One in three workers questioned in a survey say they are required to be available to their employer 24 hours a day.
The recruitment company that did the survey of about 400 employees throughout the country says it shows a growing trend for work to spread into private life.
The company, Randstadt New Zealand, says it found that more than half take work home, while a third say they're expected to be available to their employers around the clock.
Just under 60% of those surveyed reported receiving work calls and emails outside regular office hours.
Randstadt director Paul Robinson says it's a matter of give and take, and a work-life blend can increase job satisfaction as well as make for a more efficient workplace.
He says employers have to accept that sometimes workers will need to attend to personal business in work hours.

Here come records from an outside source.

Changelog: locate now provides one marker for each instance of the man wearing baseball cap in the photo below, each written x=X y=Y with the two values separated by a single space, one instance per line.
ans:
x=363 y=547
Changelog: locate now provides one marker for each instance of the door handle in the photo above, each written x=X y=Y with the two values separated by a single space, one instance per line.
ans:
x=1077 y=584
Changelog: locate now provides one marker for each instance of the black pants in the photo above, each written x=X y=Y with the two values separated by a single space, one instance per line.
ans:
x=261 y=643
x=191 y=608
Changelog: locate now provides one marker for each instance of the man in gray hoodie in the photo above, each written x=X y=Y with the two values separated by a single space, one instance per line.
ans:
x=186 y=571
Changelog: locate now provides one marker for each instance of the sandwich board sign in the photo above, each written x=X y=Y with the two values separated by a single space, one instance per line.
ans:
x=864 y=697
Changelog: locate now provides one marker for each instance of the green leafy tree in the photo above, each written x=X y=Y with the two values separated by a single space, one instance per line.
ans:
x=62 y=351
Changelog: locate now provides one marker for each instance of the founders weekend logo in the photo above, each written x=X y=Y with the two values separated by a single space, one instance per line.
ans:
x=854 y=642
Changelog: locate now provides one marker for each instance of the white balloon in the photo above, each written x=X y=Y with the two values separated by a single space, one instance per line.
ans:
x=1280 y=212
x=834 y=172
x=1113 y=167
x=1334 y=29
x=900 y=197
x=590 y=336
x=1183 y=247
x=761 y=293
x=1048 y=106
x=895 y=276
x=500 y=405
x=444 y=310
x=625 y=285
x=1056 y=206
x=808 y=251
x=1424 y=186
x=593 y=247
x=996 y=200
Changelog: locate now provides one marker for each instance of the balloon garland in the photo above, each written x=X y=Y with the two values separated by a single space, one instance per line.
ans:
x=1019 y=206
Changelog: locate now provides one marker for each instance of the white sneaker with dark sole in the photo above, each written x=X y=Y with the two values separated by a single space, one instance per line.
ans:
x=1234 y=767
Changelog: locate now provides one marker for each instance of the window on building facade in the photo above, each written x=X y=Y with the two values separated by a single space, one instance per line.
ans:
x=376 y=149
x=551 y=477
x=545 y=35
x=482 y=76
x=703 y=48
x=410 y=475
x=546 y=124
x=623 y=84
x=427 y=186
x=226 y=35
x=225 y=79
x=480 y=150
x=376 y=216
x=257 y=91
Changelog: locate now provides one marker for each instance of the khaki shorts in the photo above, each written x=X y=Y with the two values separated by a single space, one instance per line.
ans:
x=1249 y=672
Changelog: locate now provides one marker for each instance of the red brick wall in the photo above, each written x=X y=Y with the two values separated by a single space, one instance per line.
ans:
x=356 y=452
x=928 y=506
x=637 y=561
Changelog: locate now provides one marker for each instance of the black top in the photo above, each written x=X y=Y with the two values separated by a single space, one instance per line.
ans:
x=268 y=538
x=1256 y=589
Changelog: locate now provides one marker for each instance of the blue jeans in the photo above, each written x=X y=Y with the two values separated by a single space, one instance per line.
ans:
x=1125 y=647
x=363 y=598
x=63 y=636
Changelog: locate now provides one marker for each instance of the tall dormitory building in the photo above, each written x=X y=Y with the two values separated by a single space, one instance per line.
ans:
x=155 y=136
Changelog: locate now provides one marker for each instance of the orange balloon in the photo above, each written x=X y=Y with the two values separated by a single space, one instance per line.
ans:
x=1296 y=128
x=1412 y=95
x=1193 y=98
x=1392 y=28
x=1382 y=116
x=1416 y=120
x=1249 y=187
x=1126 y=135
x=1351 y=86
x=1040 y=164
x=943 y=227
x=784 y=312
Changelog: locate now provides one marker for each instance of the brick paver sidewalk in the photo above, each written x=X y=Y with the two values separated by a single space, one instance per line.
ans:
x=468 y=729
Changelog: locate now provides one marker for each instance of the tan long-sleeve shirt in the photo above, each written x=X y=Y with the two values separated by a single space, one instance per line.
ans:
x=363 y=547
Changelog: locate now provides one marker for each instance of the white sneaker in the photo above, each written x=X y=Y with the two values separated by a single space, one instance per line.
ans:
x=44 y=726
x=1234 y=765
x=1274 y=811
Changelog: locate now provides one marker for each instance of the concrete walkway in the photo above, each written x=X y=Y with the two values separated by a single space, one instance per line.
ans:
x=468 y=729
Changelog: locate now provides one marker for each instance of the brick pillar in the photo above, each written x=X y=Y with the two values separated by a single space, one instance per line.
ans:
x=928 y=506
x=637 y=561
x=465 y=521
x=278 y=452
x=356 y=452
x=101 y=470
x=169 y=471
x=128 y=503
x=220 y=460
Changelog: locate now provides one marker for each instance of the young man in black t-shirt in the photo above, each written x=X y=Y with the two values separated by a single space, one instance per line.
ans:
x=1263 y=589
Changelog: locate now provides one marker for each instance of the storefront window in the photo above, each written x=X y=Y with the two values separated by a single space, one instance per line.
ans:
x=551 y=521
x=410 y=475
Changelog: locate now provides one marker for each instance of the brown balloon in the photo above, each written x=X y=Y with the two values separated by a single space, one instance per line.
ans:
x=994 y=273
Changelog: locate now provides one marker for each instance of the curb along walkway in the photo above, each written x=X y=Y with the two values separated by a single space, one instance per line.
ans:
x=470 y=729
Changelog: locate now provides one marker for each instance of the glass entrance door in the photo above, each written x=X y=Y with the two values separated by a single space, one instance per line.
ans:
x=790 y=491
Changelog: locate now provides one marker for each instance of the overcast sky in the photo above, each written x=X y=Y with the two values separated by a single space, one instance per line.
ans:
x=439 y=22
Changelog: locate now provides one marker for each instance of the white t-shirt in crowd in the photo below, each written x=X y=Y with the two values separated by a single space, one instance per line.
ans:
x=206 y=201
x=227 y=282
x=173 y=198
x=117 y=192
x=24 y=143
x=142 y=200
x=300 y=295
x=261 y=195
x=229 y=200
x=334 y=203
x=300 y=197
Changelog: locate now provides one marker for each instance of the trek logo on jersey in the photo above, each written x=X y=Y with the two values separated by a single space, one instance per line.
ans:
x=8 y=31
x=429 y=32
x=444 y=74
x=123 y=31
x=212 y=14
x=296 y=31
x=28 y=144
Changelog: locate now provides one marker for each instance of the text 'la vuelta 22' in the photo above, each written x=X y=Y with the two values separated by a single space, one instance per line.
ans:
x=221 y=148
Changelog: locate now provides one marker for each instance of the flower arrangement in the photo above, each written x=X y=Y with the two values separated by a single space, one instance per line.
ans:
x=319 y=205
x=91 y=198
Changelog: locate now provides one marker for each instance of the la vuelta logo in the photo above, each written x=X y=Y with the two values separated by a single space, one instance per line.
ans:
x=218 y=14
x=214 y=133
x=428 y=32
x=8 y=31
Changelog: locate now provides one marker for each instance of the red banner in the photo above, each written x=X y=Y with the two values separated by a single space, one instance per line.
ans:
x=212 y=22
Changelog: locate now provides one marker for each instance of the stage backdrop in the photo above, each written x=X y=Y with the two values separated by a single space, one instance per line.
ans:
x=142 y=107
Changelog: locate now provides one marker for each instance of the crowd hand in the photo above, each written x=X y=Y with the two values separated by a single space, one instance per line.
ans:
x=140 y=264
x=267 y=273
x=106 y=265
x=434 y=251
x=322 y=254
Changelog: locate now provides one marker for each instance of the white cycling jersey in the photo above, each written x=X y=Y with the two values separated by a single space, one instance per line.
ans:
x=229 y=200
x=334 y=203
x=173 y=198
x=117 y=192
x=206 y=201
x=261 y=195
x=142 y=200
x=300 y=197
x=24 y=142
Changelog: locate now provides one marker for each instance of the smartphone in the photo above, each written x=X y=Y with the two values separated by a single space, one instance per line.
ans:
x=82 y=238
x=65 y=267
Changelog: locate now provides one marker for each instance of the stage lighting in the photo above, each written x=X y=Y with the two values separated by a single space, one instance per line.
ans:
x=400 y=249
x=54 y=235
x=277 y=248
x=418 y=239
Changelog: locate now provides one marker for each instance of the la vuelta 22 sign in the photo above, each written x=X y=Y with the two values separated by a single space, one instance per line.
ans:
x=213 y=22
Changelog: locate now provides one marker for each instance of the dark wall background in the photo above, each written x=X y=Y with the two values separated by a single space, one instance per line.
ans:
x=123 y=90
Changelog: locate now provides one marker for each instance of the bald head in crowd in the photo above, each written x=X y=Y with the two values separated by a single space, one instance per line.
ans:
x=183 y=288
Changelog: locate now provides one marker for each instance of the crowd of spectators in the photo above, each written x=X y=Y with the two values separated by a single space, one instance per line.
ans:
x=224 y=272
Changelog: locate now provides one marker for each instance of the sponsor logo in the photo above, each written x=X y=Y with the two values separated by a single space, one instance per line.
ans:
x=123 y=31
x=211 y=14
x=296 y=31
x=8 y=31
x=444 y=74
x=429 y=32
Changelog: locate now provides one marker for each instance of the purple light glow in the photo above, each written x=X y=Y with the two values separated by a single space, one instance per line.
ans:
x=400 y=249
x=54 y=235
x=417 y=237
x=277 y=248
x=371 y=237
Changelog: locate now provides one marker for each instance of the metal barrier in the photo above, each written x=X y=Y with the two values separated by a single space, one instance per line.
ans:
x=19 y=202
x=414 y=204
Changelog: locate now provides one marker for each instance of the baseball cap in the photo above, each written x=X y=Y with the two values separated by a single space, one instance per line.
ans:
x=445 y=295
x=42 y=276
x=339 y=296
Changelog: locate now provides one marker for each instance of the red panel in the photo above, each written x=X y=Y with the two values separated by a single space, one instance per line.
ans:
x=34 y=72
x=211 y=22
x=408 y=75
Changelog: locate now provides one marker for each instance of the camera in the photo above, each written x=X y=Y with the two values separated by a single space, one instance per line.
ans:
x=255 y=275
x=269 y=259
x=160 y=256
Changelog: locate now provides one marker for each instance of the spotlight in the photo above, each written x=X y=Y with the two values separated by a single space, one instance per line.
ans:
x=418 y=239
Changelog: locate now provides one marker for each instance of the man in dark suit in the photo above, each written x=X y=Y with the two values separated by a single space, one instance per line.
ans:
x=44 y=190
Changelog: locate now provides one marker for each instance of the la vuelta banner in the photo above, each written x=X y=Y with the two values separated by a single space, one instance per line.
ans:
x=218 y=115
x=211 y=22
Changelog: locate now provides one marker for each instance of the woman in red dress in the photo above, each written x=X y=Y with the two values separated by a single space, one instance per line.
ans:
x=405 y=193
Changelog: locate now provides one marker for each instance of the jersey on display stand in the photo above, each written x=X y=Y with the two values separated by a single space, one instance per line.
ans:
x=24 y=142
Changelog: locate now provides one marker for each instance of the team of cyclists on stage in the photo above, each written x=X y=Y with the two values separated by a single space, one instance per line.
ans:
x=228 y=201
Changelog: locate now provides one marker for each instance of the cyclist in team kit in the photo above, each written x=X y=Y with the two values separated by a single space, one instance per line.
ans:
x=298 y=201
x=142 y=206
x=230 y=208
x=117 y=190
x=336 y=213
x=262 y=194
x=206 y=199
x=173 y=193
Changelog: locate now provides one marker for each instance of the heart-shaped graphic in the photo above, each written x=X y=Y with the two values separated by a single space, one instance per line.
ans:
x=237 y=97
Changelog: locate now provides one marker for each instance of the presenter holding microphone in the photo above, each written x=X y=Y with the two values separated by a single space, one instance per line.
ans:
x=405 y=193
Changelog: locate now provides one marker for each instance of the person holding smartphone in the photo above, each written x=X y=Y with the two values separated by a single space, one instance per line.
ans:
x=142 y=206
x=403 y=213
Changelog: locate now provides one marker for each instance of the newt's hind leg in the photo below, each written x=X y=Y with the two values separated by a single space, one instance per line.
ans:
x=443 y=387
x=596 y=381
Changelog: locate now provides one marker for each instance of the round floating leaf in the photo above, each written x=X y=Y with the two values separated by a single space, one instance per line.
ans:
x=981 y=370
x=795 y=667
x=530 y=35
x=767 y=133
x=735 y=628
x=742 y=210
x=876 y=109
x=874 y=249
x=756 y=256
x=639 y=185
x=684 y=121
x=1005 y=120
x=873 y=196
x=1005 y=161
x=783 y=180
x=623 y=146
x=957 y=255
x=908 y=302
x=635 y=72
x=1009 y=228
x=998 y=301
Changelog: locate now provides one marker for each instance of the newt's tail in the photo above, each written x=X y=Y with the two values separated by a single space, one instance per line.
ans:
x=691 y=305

Mr Robinson says the traditional concept of work-life balance has become outdated, as work and life are now inextricably combined.
'Not necessarily more productive'
The director of the Healthy Work Group at Massey University, Tim Bentley, says just because more employees are taking work home with them, they are not necessarily being more productive.
Professor Bentley says there are times when it makes sense to be responsive to work outside work hours, because it reduces pressure and stress.
But he says it's important for workers to maintain an adequate work-life balance, or they risk burning out.
He says working longer hours can actually make people less productive, because they need time to recover from the cognitive and physical demands of work.